Some people call Kim Dotcom a thief. Some call him worse. John Key certainly does. But even if Kim Dotcom is everything Mr Key says he is, and that's saying a lot, he fails to say what he is above all.
OPINION: Kim Dotcom is our own Ernesto Miranda. In 1963, Ernesto Miranda was arrested in Arizona for armed robbery. They took him into custody. No-one bothered to tell him that he had the right to keep his mouth shut. So he went ahead and incriminated himself. Then he signed a written confession. It went all the way to the Supreme Court.
They overturned his conviction. And that's how the right to be told that you have the right to remain silent - your Miranda rights - became one of the most famous phrases on television.
That was probably the last point in Ernesto Miranda's life that things went right. At the retrial he was convicted, and he went to jail. At 34, he was stabbed and killed in a bar fight. A suspect was arrested but nothing came of it. He exercised his right to remain silent.
But the Miranda name lives on.
And if it should prove that the state overreached with its 70 armed police and helicopters in search of some hard drives, that zealous work at the bidding of another nation may very well prove to be a Miranda case of our own.
That's not all. Because of people like Dotcom, whatever he might be, a whole raft of assumptions are being challenged. An established order is being disrupted. And that may be no bad thing.
Let us consider, for example, copyright. History helps us see the big picture. Copyright was designed by distributors, to look out for the interests of distributors. Whatever it might have done to help protect the interests of the creators was secondary.
Over the three short centuries that it has been an indispensable part of civilisation, copyright has been typically championed and defended by publishers - not the artists, but the publishers - making the argument for copyright to be stretched further, wider and deeper.
For a long time, they had a decent point: you had to put a lot of capital at stake to be a publisher, and publication could not happen without that risk being taken.
Society stood to gain from the arrangement. But not today - not when the internet has reduced the cost of publishing to almost zero.
Prohibiting people from freely sharing information doesn't serve your interest,or my interest, but it does serve vested interests. The internet wants to replace an ageing distribution system with a system that serves consumer demand as efficiently as possible.
People like the executives at Warner Brothers don't seem to much like the idea, even if they don't actually write emails about Kim Dotcom that have a "This is how you will die, Mr Bond" tone to them.

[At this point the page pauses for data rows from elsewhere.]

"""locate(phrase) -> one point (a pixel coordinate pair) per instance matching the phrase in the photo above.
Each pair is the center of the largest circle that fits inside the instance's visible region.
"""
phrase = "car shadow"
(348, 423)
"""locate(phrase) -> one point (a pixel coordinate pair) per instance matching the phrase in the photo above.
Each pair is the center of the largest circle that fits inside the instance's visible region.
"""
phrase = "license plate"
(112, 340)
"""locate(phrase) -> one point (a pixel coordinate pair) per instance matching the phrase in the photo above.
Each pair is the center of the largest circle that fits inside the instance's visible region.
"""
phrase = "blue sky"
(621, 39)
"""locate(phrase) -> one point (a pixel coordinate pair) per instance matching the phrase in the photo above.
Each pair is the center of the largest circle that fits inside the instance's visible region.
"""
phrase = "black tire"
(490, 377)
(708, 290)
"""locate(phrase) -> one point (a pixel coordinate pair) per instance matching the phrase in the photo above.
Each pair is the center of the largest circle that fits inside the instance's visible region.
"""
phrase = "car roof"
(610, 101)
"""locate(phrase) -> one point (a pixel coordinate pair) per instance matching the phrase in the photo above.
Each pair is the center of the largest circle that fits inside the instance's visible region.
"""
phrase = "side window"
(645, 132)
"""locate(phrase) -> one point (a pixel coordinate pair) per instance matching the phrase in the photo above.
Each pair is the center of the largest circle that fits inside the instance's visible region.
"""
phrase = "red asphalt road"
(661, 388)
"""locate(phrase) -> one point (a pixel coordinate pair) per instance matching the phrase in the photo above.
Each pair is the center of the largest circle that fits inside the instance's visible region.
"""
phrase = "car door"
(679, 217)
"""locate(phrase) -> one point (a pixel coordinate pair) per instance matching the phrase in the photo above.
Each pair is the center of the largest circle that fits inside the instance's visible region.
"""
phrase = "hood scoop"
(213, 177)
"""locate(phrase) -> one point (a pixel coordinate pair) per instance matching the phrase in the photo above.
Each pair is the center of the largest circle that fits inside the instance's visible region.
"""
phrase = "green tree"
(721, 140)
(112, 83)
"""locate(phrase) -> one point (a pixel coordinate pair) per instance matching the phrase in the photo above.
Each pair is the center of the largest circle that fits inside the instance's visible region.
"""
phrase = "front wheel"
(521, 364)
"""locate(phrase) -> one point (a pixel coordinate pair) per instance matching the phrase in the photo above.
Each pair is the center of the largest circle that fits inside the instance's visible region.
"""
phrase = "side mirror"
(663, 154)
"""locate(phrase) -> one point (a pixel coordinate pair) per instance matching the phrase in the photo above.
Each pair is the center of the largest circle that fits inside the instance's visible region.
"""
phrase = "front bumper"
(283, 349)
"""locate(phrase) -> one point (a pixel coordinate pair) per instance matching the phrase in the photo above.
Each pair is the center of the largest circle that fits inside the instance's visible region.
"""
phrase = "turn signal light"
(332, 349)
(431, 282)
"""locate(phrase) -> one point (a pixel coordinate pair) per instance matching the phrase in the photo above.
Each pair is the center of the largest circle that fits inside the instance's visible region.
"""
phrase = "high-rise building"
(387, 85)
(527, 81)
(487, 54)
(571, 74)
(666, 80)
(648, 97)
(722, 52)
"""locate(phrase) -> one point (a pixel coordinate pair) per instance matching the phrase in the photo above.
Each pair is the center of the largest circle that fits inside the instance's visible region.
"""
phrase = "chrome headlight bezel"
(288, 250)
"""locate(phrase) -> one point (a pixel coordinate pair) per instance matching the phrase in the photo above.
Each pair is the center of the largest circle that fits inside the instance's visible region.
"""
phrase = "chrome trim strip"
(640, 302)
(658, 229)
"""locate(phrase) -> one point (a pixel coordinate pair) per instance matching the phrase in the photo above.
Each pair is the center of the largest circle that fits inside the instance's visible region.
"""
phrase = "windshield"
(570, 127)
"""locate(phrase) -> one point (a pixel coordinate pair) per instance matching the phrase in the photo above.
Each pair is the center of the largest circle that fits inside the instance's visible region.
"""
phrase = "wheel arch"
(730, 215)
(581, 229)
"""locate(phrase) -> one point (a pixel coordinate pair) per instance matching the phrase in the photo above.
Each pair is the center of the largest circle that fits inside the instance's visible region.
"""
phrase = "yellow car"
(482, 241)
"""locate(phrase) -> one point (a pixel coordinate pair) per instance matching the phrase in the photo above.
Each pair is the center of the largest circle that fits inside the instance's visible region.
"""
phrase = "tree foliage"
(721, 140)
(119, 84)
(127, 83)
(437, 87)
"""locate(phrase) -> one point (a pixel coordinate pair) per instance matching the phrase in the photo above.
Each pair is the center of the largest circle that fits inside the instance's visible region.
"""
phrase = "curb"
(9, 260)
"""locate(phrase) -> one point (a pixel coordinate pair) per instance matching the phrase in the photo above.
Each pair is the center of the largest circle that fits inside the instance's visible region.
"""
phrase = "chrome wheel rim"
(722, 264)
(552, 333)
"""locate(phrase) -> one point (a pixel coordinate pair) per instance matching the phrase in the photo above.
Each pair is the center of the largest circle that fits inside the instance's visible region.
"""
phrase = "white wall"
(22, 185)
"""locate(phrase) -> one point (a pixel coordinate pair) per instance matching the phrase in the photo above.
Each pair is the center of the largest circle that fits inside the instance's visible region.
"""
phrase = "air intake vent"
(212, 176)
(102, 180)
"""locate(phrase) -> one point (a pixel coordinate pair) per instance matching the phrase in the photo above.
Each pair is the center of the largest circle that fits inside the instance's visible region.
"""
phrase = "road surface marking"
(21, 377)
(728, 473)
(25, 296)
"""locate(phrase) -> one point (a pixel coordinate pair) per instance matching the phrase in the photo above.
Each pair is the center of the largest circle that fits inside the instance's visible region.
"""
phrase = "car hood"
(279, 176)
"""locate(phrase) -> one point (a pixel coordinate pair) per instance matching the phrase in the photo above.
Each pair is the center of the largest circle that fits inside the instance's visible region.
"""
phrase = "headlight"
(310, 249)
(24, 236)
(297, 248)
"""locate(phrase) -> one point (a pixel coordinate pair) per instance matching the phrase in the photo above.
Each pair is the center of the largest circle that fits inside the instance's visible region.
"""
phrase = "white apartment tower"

When vested interests get their expensive lobbyists and their PR teamsand their politicians to tell us that the internet is killing their business, I think the first thing we need to do is look for a body.
How much did people pay to go to the movies in America in 2007? The answer is $9.6 billion dollars. In 2011? $10.19 billion. Last year? $10.90 billion. As deaths go, it feels a bit soon to be burying the deceased.
Game of Thrones was the most illegally downloaded TV series for 2012. Let's ask the president of programming at HBO how he feels about that.
"I probably shouldn't be saying this, but it is a compliment of a sort. The demand is there. And it certainly didn't negatively impact the DVD sales. [Piracy is] something that comes along with having a wildly successful show on a subscription network."
Books, then. We all know the publishing industry is in terrible shape. But what shape is that exactly? Don't ask Neil Gaiman, whatever you do. He'll tell you a fascinating story about giving his book away and how that has only served to drive up sales.
I'm an author, quite a few of my friends are. I believe, as they do, that any author, or artist, or musician should be justly rewarded for their effort.
But the whole wretched business is one vast crapshoot. Ask any of your writer friends how much of their income they earn from their books, and then ask how many of them live off that income alone.
An upheaval in the way artists publish their work and get paid for it might be death to the established order, but if the arrangement were to evolve into something better for artists themselves, what's really the objection here, apart from buggy whip makers complaining about the streets being flooded with motor cars?
Kim Dotcom may be less than he says he is. He may be a pirate. But if his disruptions - either by accident or design - lead in the long run to a better deal for artists, I'm not going to judge him as harshly as John Key or Warner Brothers.